Al manoseado y envejecido argumento de la inflación se acude cada año para contener los salarios que mantienen a los colombianos con baja capacidad de demanda, a la economía con crecimientos insuficientes y a la mayoría de nuestros compatriotas en el infierno de la pobreza[5]. Olvidan los pregoneros a ultranza de la austeridad lo que alguna vez dijo el fundador de la Ford: Yo tengo que pagarle buenos salarios a mis trabajadores para que me compren los carros[6].

Esas restricciones desatinadas inciden en que el Banco Central no emita en el volumen suficiente para enfrentar con éxito la adversa coyuntura, o para resolver los males estructurales de la sociedad colombiana, o utilice parte de las reservas internacionales del país para promover el desarrollo nacional. El FMI recomienda que etas se mantengan en un nivel para cubrir tres meses de las obligaciones internacionales del país.

Colombia tiene hoy 60.000 millones de dólares que equivalen a siete meses de estas reservas, más del doble de lo que recomienda el organismo internacional y que reposan en los bancos internacionales sin mayores rendimientos para el país, mientras los colombianos se desangran en conflictos originados en la ineficacia e ineptitud de las estas políticas.

Con resultados que se sintetizan en la frase de Fabio Echeverry Correa, quien en la década del noventa[7], en pleno auge de la apertura, sentenció: “La economía va bien, el país, va mal”. Hoy, nada va bien en Colombia: Ni la economía, ni la sociedad. La economía colombiana es lánguida, mientras el país se incendia por los cuatro costados.

No hay paz ni en el interior, donde se viven episodios de auténtica barbarie, ni en las fronteras. Lo único que pelecha, en medio de un ordalía de violencia, es la exportación de cocaína, que sale por los puertos y los aeropuertos con sospechosa facilidad, sustentado en la absurda ilegalidad de esa actividad que nada como pez en el agua en las condiciones de inmensa pobreza generadas por la política fiscal y la política monetaria diseñadas en benéfico exclusivo de las minorías ultra ricas y que se promueven desde la institucionalidad colombiana, empezando por la Presidencia de la República.

Sin duda, el país necesita mayores recursos para atender las imperiosas y urgentes necesidades de los territorios abandonados desde siempre y de sus habitantes. Pero estos no pueden provenir de los más pobres y de las clases medias como hasta ahora. El sector financiero debe meterse la mano al dril y de igual forma los sectores más pudientes del país, no con sentido temporal, como se pretende, sino de manera permanente. Tú tienes la sociedad que quieres con los impuestos que pagas, afirmaba un pensador.

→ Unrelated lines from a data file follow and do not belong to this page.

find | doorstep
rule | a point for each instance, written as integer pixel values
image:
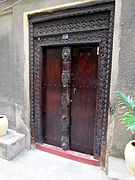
(73, 155)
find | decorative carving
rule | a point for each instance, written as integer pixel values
(65, 101)
(66, 55)
(65, 97)
(65, 122)
(85, 24)
(65, 78)
(65, 142)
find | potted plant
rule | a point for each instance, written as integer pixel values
(3, 125)
(127, 118)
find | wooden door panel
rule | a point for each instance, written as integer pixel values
(83, 94)
(52, 68)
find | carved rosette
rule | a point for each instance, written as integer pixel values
(65, 101)
(65, 97)
(65, 78)
(66, 55)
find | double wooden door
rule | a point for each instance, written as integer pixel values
(69, 92)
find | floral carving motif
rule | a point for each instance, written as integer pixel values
(95, 29)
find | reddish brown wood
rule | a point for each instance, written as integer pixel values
(81, 157)
(83, 94)
(59, 91)
(51, 96)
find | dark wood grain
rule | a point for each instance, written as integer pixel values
(83, 94)
(51, 96)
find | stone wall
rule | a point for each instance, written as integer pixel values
(6, 67)
(123, 71)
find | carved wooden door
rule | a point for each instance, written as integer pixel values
(69, 97)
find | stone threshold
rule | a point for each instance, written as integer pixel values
(11, 144)
(73, 155)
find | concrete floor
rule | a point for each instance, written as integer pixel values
(39, 165)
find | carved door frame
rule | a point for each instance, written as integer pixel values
(46, 29)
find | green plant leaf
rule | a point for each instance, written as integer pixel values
(127, 106)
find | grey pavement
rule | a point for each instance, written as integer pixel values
(39, 165)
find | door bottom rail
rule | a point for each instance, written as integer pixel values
(73, 155)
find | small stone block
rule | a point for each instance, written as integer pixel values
(11, 144)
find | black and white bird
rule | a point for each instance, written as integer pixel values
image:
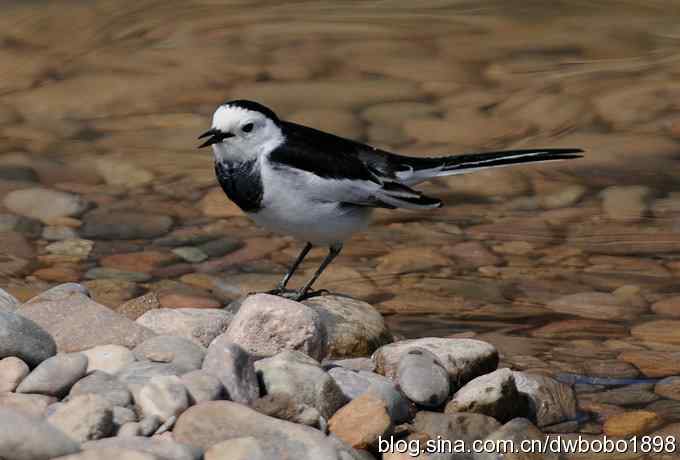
(321, 188)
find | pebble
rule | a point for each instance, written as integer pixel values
(265, 325)
(8, 302)
(209, 423)
(494, 394)
(632, 423)
(200, 325)
(464, 359)
(361, 422)
(84, 418)
(12, 372)
(190, 254)
(354, 383)
(25, 339)
(181, 352)
(104, 385)
(55, 376)
(300, 377)
(165, 396)
(124, 225)
(550, 401)
(44, 204)
(77, 323)
(596, 305)
(23, 437)
(353, 328)
(162, 449)
(234, 368)
(202, 386)
(422, 378)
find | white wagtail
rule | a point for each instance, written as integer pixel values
(321, 188)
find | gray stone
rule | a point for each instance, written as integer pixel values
(7, 301)
(108, 358)
(24, 339)
(422, 378)
(105, 385)
(23, 437)
(354, 328)
(44, 204)
(12, 372)
(209, 423)
(110, 453)
(493, 394)
(202, 386)
(297, 375)
(465, 427)
(33, 405)
(516, 430)
(56, 375)
(549, 401)
(84, 418)
(267, 324)
(167, 450)
(77, 323)
(355, 383)
(464, 359)
(179, 351)
(165, 396)
(234, 368)
(200, 325)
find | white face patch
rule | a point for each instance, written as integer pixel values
(254, 134)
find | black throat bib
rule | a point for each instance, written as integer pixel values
(242, 183)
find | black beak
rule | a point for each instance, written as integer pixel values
(216, 136)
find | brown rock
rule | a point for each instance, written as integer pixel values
(665, 331)
(182, 300)
(653, 364)
(141, 262)
(632, 423)
(361, 422)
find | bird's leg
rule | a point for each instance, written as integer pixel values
(333, 252)
(281, 287)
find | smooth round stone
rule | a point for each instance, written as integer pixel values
(113, 273)
(12, 372)
(8, 302)
(422, 378)
(56, 375)
(105, 385)
(179, 351)
(200, 325)
(667, 388)
(202, 386)
(23, 437)
(265, 325)
(108, 358)
(297, 375)
(44, 204)
(234, 368)
(494, 394)
(84, 418)
(23, 338)
(354, 328)
(361, 422)
(164, 396)
(190, 254)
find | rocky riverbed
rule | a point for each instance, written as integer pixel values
(569, 271)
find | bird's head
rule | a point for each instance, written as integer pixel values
(242, 130)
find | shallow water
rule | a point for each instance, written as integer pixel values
(105, 99)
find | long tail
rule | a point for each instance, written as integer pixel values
(421, 169)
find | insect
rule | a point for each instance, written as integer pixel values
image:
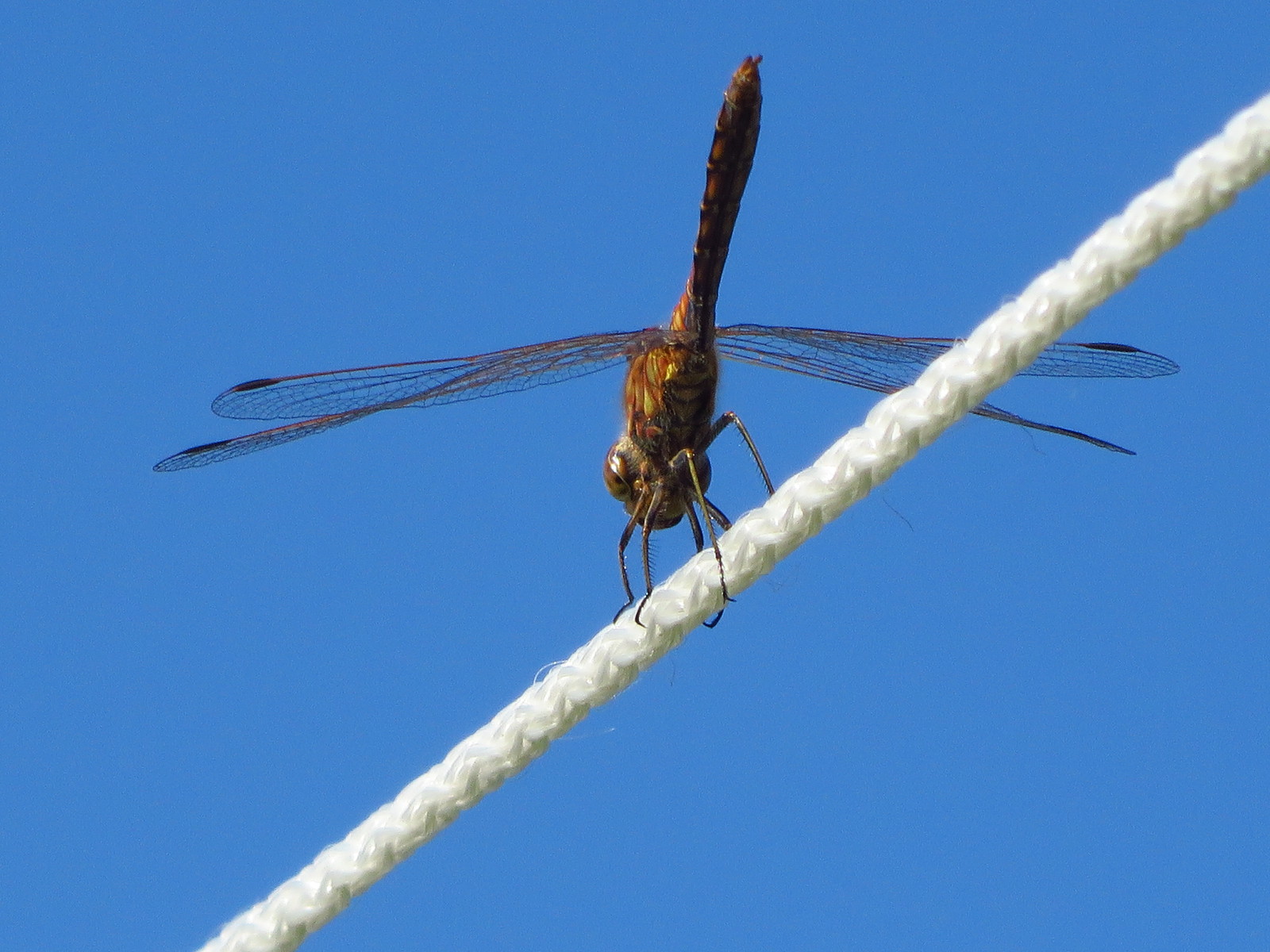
(658, 467)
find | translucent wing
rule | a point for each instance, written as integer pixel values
(429, 382)
(338, 397)
(886, 365)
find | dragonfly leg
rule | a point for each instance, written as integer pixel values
(709, 511)
(733, 420)
(622, 564)
(645, 531)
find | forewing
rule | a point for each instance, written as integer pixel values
(241, 446)
(884, 363)
(429, 382)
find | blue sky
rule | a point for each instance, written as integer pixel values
(1016, 700)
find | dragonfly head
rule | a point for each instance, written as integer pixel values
(635, 480)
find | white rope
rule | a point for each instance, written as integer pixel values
(1204, 183)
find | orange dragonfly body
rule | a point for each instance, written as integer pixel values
(658, 467)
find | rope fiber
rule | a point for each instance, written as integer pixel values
(1204, 183)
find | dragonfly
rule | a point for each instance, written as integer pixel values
(658, 469)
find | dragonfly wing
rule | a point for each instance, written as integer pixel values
(251, 443)
(427, 382)
(882, 363)
(886, 365)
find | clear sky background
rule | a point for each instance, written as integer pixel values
(1015, 700)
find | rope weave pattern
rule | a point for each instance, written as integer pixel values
(1204, 183)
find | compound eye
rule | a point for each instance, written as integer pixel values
(618, 476)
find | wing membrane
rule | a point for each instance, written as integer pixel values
(886, 365)
(429, 382)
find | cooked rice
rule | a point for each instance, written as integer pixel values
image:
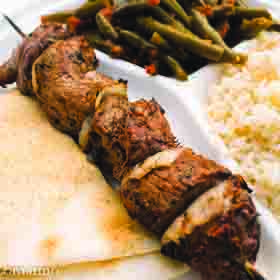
(244, 110)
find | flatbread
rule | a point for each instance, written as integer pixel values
(55, 206)
(152, 266)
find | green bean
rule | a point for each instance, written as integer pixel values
(250, 13)
(176, 68)
(132, 8)
(106, 46)
(250, 28)
(162, 15)
(188, 41)
(204, 29)
(176, 8)
(90, 8)
(105, 27)
(135, 40)
(221, 11)
(159, 41)
(57, 17)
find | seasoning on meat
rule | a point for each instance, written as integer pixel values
(218, 233)
(66, 84)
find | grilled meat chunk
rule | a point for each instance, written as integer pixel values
(107, 134)
(66, 84)
(148, 131)
(218, 234)
(123, 133)
(18, 68)
(161, 188)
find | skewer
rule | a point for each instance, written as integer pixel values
(16, 27)
(247, 268)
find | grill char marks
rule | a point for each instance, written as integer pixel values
(66, 83)
(108, 132)
(123, 134)
(148, 131)
(219, 247)
(160, 196)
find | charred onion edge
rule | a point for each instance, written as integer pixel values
(216, 201)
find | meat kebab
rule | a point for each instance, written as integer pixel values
(202, 212)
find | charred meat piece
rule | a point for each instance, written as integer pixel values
(19, 67)
(218, 235)
(148, 131)
(66, 84)
(123, 134)
(107, 131)
(158, 190)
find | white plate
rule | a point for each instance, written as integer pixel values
(183, 101)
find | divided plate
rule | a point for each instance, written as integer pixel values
(184, 103)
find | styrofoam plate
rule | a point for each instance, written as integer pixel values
(183, 101)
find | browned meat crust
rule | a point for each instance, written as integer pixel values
(220, 248)
(159, 197)
(127, 133)
(65, 85)
(108, 139)
(148, 131)
(8, 70)
(19, 67)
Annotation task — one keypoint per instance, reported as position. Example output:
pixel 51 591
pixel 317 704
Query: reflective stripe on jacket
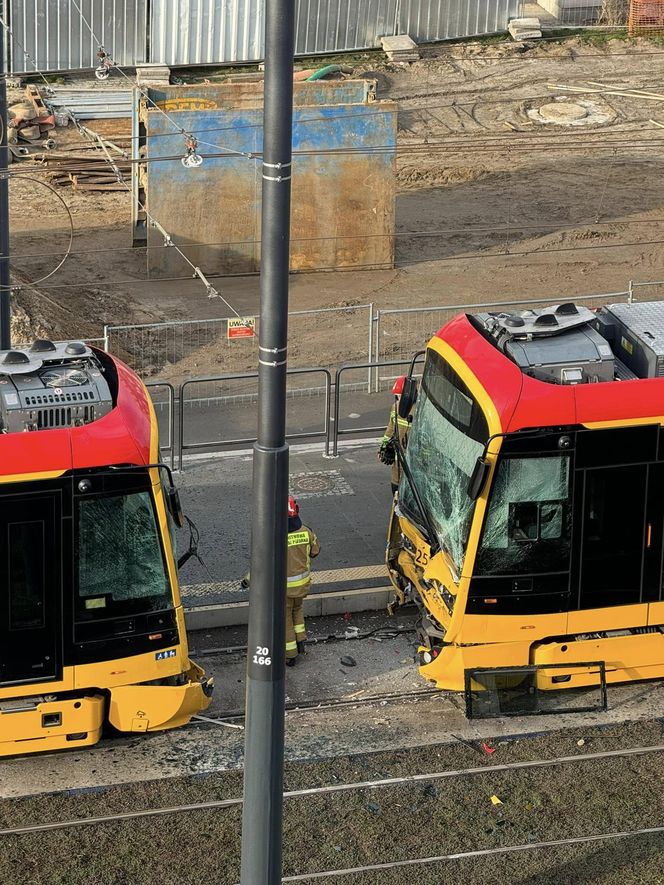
pixel 403 428
pixel 302 547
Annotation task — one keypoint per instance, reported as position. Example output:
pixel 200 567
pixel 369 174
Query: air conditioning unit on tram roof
pixel 51 385
pixel 558 344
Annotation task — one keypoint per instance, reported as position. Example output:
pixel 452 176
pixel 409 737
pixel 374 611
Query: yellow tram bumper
pixel 37 725
pixel 159 707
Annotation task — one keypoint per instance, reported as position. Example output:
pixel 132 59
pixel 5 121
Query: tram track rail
pixel 330 789
pixel 331 704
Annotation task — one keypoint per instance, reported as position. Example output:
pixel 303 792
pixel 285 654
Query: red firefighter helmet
pixel 397 388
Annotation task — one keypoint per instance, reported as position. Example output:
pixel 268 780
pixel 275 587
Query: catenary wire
pixel 415 234
pixel 136 85
pixel 334 788
pixel 197 272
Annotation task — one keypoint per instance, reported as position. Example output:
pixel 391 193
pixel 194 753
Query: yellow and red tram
pixel 529 528
pixel 91 626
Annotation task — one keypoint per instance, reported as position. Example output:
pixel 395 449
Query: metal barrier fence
pixel 206 444
pixel 578 13
pixel 352 332
pixel 338 388
pixel 159 404
pixel 392 337
pixel 177 347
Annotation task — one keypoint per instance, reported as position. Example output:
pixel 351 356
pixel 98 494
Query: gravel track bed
pixel 338 831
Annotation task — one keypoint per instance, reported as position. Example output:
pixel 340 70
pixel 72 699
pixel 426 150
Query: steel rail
pixel 480 852
pixel 342 788
pixel 337 703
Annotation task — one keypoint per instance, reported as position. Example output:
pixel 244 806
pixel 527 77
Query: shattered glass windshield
pixel 528 522
pixel 448 435
pixel 120 562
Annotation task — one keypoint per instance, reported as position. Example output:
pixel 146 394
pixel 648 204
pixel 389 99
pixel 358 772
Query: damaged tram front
pixel 529 525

La descompuesta sociedad colombiana es el fiel reflejo de la poca generosidad de los sectores más acaudalados y a quien le ha servido la política económica. La institucionalidad económica, jurídica y política del país debe propiciar reformas que estén a tono con los nuevos tiempos y los problemas que traen consigo. Cada día trae su afán.

***Las opiniones de los columnistas no reflejan necesariamente la línea oficial del PTC.***

Notas

[1] Walter Laqueur, La Europa de nuestro tiempo, Vergara editores, Buenos Aires 1994.

[2] Los milmillonarios del mundo tienen más riqueza que 4.600 millones de personas. Informe Oxfam 2020.

[3] https://www.lanacion.com.ar/el-mundo/cont-buffett-el-multimillonario-qu…

[4] Diego Guevara, Los damnificados de la reforma tributaria. El Espectador, 4 de abril de 2021.

[5] Jorge Iván González, La bondad de los salarios altos, Revista Sur, noviembre 30 de 2020.

[6] https://empresas.blogthinkbig.com/como-henry-ford-se-hizo-rico-duplican…

[7] La frase atribuible a Fabio Echeverry Correa la pronuncio Carlos del Castillo, presidente de Fedemetal, en un congreso del gremio en 1971.